Visibility of super in family law proceedings delayed
Proposed changes to allow electronic information sharing between the ATO and the Family Law Courts in relation to super assets held by relevant parties during family law proceedings has been delayed. The measure was initially proposed to commence in July 2020 but is now predicted to commence July 2021 at the earliest, with the government citing the complexity involved in the mishmash of different family law jurisdictions in each state as the main reason. Once in place, it is hoped the measure will result in more timely and equitable property splits.

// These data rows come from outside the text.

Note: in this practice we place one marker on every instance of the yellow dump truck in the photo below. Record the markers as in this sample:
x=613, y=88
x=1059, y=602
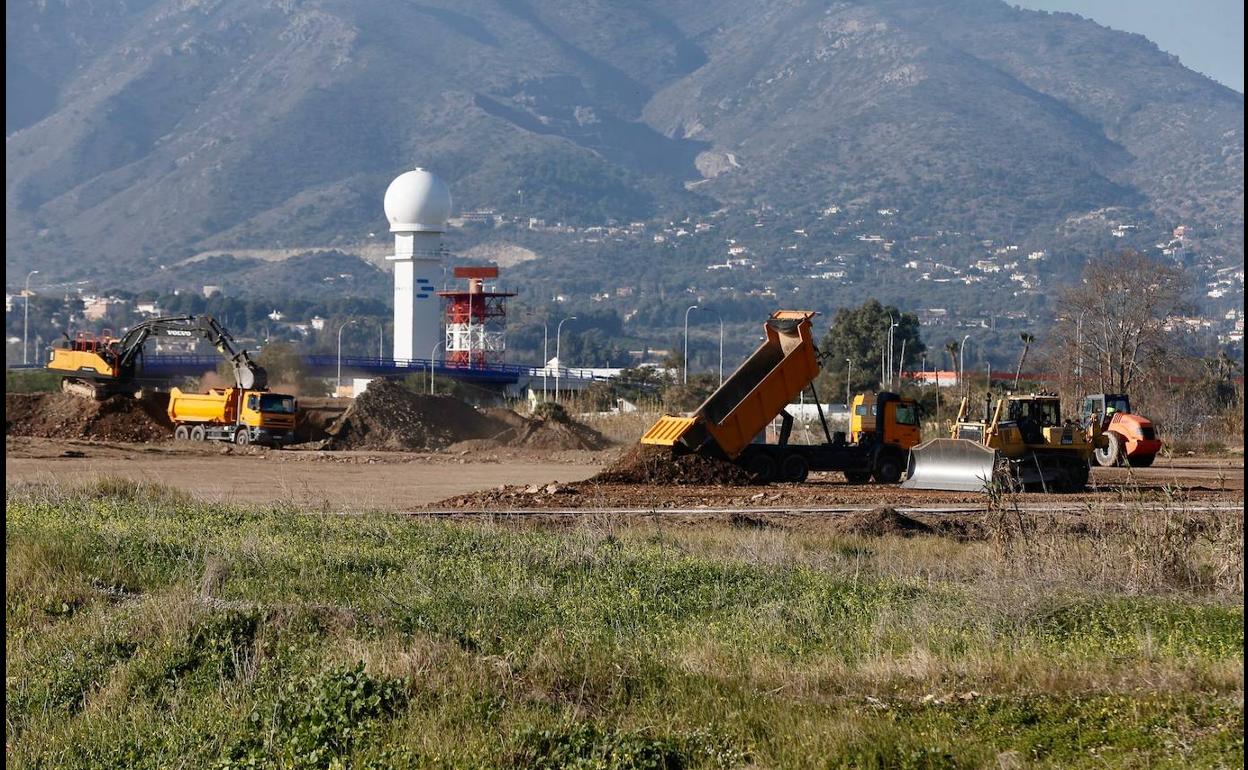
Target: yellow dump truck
x=1023, y=442
x=234, y=414
x=786, y=363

In an effort to increase economic security for women in the event of divorce, the government had previously proposed to introduce a measure to improve the visibility of superannuation assets in family law proceedings. Currently, getting full visibility of superannuation assets in family law matters when one party does not cooperate can become complex, time-consuming and costly. It usually requires parties to go on “fishing expeditions” using subpoenas and other formal court processes with no guarantee of success.
The logic for the government introducing this measure is that superannuation is often the most significant asset in the property pool of separated couples, however, the super balances of women nearing retirement are 42% lower than those of men. In addition, it is estimated around 60% of women suffer some form of financial hardship within 12 months of separation. This hardship can also be perpetuated by a lack of financial disclosure by a former partner, which can result in women receiving a smaller share of property than they would be entitled to.
It is also hoped that this measure will speed up family law cases overall as a study by Women’s Legal Service Victoria found that two-thirds of clients surveyed faced delays caused by a former partner failing to make the necessary financial disclosures.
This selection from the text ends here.